Ce que cet objet nous raconte.
Ancrée dans les recherches de terrain, les fonds muséaux et la littérature spécialisée — racontée avec respect pour le contexte dans lequel cet objet a vu le jour.
TSOGHO Masque Bwiti avec peignes verticaux et revêtement kaolin (40 cm)
Un masque en bois remarquable, recouvert de kaolin blanc, avec une ligne frontale bombée, des yeux étroits et bridés, un petit nez triangulaire et deux appendices massifs, semblables à des feuilles ou des oreilles, qui dépassent verticalement de la tête.
1. Style esthétique et caractéristiques régionales
Le peuple Mitsogho (Tsogho) est le principal fondateur de la puissante religion Bwiti au Gabon. Ce masque est basé sur le plan facial gabonais classique en forme de cœur ou concave, mais s'en écarte radicalement par l'ajout de protubérances verticales massives. Ces formes incurvées, qui représentent souvent des oreilles d'animaux très stylisées (par exemple une chauve-souris ou un esprit de la forêt), confèrent au masque une verticalité unique, imposante et inquiétante, qui domine l'espace nocturne de la danse. Cette verticalité distingue l'esthétique du Bwiti des traditions kaoliniques voisines des Punu et des Kwele.
2 Fonction rituelle et initiation au Bwiti
Ce masque est fortement enduit de kaolin blanc - la couleur universelle gabonaise des ancêtres, de la mort et de la clairvoyance spirituelle - et est dansé lors des rites d'initiation intenses et souvent hallucinogènes du Bwiti. Les crêtes qui s'élèvent donnent au danseur une apparence surhumaine et représentent un être puissant et omniscient qui revient du royaume des morts pour transmettre un savoir ésotérique, faire respecter les règles morales et protéger les initiés. Le revêtement en kaolin illustre l'état limite de l'esprit entre la vie et la mort.

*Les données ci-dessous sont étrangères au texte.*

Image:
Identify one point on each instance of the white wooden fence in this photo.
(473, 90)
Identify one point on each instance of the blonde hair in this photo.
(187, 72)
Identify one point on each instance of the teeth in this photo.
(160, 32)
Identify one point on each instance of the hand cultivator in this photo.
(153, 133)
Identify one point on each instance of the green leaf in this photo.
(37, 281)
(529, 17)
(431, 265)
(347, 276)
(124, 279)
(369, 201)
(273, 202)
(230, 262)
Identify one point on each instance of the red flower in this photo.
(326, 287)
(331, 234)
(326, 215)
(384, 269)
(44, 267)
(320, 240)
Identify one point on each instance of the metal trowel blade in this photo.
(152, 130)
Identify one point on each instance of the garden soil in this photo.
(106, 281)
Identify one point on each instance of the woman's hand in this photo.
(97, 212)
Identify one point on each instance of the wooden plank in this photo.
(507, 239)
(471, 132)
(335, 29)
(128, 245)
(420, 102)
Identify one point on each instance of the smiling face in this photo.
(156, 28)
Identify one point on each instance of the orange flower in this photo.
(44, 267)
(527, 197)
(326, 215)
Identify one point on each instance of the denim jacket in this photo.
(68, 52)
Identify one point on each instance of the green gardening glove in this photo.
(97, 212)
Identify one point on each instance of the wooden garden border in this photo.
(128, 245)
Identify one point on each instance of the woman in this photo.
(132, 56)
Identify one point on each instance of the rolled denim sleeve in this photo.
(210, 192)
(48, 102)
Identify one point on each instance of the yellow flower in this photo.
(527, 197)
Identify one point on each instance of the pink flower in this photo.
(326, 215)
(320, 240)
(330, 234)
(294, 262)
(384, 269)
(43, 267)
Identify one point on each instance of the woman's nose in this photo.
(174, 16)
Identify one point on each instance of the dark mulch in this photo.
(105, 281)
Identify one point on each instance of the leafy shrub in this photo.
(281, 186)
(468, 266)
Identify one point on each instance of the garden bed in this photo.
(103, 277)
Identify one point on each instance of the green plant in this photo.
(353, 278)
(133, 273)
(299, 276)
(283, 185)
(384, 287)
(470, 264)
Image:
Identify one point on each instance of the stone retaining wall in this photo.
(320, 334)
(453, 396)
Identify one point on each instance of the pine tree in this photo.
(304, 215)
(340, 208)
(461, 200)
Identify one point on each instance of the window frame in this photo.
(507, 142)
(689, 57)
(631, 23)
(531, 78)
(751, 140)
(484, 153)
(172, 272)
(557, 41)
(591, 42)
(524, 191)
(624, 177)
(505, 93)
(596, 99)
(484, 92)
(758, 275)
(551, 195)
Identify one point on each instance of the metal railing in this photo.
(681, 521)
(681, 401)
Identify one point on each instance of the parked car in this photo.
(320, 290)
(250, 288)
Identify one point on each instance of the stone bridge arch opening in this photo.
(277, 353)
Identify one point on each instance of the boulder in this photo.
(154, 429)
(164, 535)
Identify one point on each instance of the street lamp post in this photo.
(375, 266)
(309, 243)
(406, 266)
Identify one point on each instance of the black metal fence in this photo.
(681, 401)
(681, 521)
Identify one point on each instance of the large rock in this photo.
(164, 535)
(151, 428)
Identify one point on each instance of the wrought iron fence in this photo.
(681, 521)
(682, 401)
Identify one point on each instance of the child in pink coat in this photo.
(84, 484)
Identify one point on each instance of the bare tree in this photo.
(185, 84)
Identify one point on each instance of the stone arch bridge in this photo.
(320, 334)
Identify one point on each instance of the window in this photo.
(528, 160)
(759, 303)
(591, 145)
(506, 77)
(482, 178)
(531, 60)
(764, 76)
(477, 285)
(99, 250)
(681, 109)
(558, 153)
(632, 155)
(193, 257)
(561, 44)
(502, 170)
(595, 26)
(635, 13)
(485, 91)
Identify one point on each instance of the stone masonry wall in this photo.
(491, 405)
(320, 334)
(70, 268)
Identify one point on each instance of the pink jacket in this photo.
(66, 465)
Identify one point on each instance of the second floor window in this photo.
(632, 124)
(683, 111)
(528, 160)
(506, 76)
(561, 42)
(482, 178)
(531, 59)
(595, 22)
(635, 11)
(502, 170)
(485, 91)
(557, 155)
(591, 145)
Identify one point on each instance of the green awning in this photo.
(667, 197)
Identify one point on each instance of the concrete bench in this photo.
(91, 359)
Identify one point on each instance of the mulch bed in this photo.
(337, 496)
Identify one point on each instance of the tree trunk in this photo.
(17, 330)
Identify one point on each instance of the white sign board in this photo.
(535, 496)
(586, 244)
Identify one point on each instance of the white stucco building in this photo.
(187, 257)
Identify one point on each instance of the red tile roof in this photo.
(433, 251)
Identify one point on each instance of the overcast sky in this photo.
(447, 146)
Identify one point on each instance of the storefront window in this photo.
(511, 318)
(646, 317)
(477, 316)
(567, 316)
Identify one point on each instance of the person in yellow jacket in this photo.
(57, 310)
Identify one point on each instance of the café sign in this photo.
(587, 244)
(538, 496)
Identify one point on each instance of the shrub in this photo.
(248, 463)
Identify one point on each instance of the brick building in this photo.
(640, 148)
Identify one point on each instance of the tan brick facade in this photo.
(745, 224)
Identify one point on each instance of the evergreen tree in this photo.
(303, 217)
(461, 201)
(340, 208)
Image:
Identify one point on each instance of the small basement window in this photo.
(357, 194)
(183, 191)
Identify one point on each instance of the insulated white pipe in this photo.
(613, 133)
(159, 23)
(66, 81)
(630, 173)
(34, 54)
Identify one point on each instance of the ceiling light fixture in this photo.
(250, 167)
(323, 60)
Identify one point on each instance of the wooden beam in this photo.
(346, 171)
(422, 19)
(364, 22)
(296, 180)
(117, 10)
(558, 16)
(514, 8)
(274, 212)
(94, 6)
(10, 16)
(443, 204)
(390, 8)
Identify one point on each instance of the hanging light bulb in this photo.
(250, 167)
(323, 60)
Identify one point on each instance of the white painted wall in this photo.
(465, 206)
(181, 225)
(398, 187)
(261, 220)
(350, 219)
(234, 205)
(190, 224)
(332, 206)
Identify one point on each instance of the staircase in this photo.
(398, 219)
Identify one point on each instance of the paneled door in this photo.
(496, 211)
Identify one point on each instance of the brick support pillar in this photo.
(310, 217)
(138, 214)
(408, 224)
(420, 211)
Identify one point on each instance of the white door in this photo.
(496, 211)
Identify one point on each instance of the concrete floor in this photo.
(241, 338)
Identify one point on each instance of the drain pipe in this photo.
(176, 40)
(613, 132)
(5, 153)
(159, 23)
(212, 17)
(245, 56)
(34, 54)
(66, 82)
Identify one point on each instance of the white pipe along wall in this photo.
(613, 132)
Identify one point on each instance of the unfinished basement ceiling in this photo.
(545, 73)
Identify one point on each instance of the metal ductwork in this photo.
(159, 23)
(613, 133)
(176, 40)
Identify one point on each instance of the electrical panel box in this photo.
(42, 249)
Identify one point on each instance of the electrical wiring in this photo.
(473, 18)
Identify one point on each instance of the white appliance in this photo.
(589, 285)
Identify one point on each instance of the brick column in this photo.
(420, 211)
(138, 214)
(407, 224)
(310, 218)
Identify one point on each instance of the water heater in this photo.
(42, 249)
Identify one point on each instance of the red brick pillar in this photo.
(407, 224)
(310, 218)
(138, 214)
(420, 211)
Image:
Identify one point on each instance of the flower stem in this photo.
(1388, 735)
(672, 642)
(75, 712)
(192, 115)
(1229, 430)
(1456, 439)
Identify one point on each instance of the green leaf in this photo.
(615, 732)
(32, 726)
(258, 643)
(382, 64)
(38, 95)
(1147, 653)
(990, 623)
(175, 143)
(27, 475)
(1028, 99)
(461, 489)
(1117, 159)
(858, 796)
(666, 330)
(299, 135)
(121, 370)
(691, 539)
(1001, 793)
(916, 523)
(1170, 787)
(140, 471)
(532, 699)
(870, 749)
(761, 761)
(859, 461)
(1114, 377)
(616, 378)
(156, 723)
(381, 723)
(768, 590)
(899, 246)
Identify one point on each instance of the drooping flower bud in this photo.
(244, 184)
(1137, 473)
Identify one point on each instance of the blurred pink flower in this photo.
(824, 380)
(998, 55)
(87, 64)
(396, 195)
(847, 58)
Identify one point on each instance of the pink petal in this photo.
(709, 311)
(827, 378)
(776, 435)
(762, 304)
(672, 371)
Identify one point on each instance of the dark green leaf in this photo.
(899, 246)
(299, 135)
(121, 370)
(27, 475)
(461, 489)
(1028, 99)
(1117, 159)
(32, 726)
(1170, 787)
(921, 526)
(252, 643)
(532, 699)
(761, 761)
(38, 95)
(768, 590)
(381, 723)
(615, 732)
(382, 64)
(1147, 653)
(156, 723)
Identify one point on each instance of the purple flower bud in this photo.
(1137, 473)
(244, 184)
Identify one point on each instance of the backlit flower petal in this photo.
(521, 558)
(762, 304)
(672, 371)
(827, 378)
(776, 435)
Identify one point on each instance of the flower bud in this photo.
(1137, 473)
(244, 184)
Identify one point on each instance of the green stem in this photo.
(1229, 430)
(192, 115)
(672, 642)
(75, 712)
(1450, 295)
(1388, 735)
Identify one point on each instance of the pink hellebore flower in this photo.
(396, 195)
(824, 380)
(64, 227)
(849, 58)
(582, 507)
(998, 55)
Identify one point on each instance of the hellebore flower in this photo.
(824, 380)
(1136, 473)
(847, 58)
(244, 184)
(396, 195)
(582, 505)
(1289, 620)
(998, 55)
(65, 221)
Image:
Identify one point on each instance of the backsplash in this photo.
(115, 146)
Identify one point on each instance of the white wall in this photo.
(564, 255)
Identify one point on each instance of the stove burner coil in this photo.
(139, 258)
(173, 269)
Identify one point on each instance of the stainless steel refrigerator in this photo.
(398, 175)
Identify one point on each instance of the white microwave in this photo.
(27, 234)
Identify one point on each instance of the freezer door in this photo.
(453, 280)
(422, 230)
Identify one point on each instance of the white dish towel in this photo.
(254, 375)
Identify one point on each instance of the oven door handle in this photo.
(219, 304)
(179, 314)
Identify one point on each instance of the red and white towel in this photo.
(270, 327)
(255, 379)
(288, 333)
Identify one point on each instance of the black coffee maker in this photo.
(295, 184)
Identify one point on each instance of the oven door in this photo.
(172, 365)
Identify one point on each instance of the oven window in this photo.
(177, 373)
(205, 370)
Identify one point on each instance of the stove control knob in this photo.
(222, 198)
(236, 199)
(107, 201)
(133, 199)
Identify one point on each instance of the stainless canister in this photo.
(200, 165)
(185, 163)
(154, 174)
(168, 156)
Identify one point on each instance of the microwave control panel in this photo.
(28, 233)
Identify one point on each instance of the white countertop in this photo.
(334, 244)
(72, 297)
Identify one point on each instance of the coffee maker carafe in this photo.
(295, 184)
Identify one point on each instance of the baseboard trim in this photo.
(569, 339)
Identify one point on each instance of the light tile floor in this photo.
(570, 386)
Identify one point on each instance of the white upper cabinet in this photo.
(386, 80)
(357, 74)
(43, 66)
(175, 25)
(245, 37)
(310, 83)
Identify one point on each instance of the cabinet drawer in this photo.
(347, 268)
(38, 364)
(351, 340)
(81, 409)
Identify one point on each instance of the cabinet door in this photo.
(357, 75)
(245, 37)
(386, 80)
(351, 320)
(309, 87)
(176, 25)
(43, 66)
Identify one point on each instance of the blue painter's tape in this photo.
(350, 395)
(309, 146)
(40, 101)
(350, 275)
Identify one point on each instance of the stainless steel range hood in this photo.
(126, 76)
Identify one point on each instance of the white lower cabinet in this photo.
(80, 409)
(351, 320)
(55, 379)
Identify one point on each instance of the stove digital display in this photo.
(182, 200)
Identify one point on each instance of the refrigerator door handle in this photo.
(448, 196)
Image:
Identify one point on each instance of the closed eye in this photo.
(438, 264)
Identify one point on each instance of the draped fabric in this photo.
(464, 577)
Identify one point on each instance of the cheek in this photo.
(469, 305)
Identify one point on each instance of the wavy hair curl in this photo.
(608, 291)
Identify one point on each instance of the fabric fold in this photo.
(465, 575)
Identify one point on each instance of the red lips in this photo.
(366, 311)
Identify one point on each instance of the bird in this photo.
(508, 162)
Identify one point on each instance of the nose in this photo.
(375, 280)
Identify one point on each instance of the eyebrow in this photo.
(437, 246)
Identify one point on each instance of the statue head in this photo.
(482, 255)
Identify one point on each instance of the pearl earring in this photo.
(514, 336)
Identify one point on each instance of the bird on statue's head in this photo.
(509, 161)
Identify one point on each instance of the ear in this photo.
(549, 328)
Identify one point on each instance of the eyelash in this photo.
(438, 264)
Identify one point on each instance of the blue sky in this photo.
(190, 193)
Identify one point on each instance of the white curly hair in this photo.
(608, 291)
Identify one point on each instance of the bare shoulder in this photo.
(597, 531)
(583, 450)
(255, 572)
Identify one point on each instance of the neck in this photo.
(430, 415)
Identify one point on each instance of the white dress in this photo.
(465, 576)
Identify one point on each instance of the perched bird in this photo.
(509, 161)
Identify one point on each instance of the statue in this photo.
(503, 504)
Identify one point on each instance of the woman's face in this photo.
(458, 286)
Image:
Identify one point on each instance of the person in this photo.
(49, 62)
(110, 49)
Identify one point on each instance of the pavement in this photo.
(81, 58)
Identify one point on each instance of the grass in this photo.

3. Patine physique et preuve d'âge
La surface physique du masque est une preuve importante de sa vie rituelle. Le pigment blanc crayeux fragile s'est usé organiquement aux endroits où le frottement est le plus fort (nez, front et bords des crêtes), laissant apparaître le bois sombre et oxydé en dessous. Cette croûte irrégulière qui s'écaille confirme la repeinture cyclique et l'utilisation cérémonielle répétée et authentique au plus profond de la forêt tropicale gabonaise.